Content-Security-Policy should be documented or automatically set by server

[ftsell]

Summary

An working but restrictive Content-Security-Policy should either be given clearly in the documentation or (even better) set by the argocd server automatically.

Motivation

A Content-Security-Policy is a basic security measure to protect against cross site scripting attacks. While I do trust the project to undergo audits and generally take security considerations seriously when designing argocd, a CSP provides an additional layer of protection in case some vulnerability was missed. Implementing a minimal CSP is also comparatively simple since it only requires setting one HTTP header.

Ideally, a CSP should not only be documented but automatically set by the application server because it would remediate the risk of an administrator forgetting to set it in their web server or overlooking it in the documentation.

Proposal

As said before, the argocd server should return an appropriate CSP.

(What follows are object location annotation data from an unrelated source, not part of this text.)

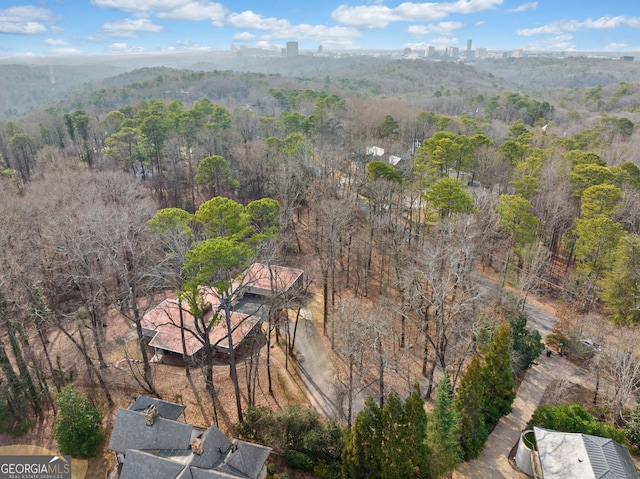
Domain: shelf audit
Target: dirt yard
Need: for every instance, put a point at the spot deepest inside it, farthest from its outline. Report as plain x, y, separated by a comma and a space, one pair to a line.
172, 384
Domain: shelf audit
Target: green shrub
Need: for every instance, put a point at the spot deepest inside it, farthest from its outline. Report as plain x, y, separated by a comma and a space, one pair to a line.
78, 427
574, 418
298, 460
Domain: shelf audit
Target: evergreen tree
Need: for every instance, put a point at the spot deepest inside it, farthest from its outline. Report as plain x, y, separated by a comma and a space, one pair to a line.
78, 427
526, 345
497, 378
621, 285
416, 420
442, 433
388, 442
361, 454
394, 453
468, 405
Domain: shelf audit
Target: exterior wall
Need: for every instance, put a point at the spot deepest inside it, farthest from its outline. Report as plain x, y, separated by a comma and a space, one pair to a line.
523, 456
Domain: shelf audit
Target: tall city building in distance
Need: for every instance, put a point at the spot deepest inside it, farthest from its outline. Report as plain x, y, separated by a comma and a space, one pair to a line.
292, 49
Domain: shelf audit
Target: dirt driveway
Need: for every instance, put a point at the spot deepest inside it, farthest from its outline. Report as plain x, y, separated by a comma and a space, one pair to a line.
493, 462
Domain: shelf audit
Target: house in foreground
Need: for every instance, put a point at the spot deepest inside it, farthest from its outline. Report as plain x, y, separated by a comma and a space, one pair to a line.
170, 325
150, 441
566, 455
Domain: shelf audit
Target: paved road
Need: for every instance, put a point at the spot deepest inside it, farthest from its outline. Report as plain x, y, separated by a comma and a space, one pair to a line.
493, 462
315, 366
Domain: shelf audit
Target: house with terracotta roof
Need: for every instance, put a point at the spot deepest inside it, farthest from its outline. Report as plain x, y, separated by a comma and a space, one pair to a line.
149, 439
171, 328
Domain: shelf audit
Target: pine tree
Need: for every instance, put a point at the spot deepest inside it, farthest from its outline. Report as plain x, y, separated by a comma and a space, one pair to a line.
416, 420
442, 434
497, 377
78, 427
394, 453
361, 454
468, 405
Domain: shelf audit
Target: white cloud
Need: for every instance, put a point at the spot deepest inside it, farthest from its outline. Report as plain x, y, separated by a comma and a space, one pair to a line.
619, 46
559, 43
244, 37
196, 11
280, 29
443, 41
26, 20
562, 26
142, 7
192, 10
123, 48
442, 28
380, 16
524, 7
130, 28
255, 21
64, 51
55, 42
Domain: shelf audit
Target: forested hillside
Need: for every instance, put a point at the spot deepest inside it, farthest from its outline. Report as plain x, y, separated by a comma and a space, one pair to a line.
396, 186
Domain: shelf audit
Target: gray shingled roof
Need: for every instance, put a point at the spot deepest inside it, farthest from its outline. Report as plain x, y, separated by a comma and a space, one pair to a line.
163, 450
246, 459
131, 432
566, 455
166, 409
140, 464
214, 448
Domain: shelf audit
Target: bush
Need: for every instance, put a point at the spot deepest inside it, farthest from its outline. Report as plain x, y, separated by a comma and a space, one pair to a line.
78, 427
294, 426
574, 418
298, 460
632, 429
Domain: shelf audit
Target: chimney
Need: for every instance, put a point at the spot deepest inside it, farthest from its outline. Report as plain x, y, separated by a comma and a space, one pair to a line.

While an elaborate policy using nonces or hashes could be set up and would be better, a minimal policy would be a start. On my deployment the policy default-src 'self'; script-src 'self' 'unsafe-eval'; style-src 'self' 'unsafe-inline' while very broad keeps the application working. Note: I do not use any customizations, plugins or google analytics tracking. The given CSP might not work in those use cases since I have not tested it there.

[crenshaw-dev]

I think we have a default CSP set, it's just not very restrictive. https://github.com/argoproj/argo-cd/blob/3008b525f08fd3f0fc8562b7a8daecd0f375f773/cmd/argocd-server/commands/argocd_server.go#L194

So your recommendation would be that we 1) augment that default to include the items you've specified and 2) document that default. Is that correct?

[ftsell]

Yes that is correct

[deepto98]

Can I pick this up?

[crenshaw-dev]

@deepto98 absolutely! Let me know if you need any help. 🙂

[deepto98]

@crenshaw-dev I'm working on this, if I understand correctly, here: https://github.com/argoproj/argo-cd/blob/3008b525f08fd3f0fc8562b7a8daecd0f375f773/cmd/argocd-server/commands/argocd_server.go#L194 "frame-ancestors 'self';" needs to be replaced with default-src 'self'; script-src 'self' 'unsafe-eval'; style-src 'self' 'unsafe-inline' and the same needs to be documented in the usage string "Set Content-Security-Policy header in HTTP responses to value. To disable, set to \"\"."? Also, can you please point me to a doc to build and run the project locally?

[crenshaw-dev]

That's my understanding as well!

There are a few ways to run locally. Here's the documented way: https://argo-cd.readthedocs.io/en/stable/developer-guide/running-locally/

I usually just install the latest manifests and then re-tag images as necessary. :-P

[deepto98]

Okay, thanks

[deepto98]

@crenshaw-dev I've fixed this in #9787, do let me know if this works.

[crenshaw-dev]

@ftsell do you remember why you needed unsafe-eval?

[ftsell]

No I can't specifically tell you why that is necessary just that without it the GUI doesn't work

[crenshaw-dev]

@ftsell fwiw I just tested without unsafe-eval. It works if and only if I do a production webpack build instead of a development build.

[yossicohn]

@crenshaw-dev @ftsell from what I see when using a proxy (LB and k8s ingress resource) I get the CSP error and I guess it relates to what you are discussing here

[manish222agr]

@crenshaw-dev I've fixed this in #9787, do let me know if this works.

When do we plan to merge this pr, and in which tag will it be available.

[GeorgiDimv]

Hello, I have tried deploying argocd with: server.content.security.policy: default-src 'self'; script-src 'self'; style-src 'self' 'unsafe-inline'; frame-ancestors 'self';

and it works fine. I can't find issues in the GUI. So my question is if there is a specific case of how they tested that the GUI is not working without script-src 'unsafe-eval' please let me know how to reproduce the error otherwise it is safe to say that we can remove the unsafe-eval?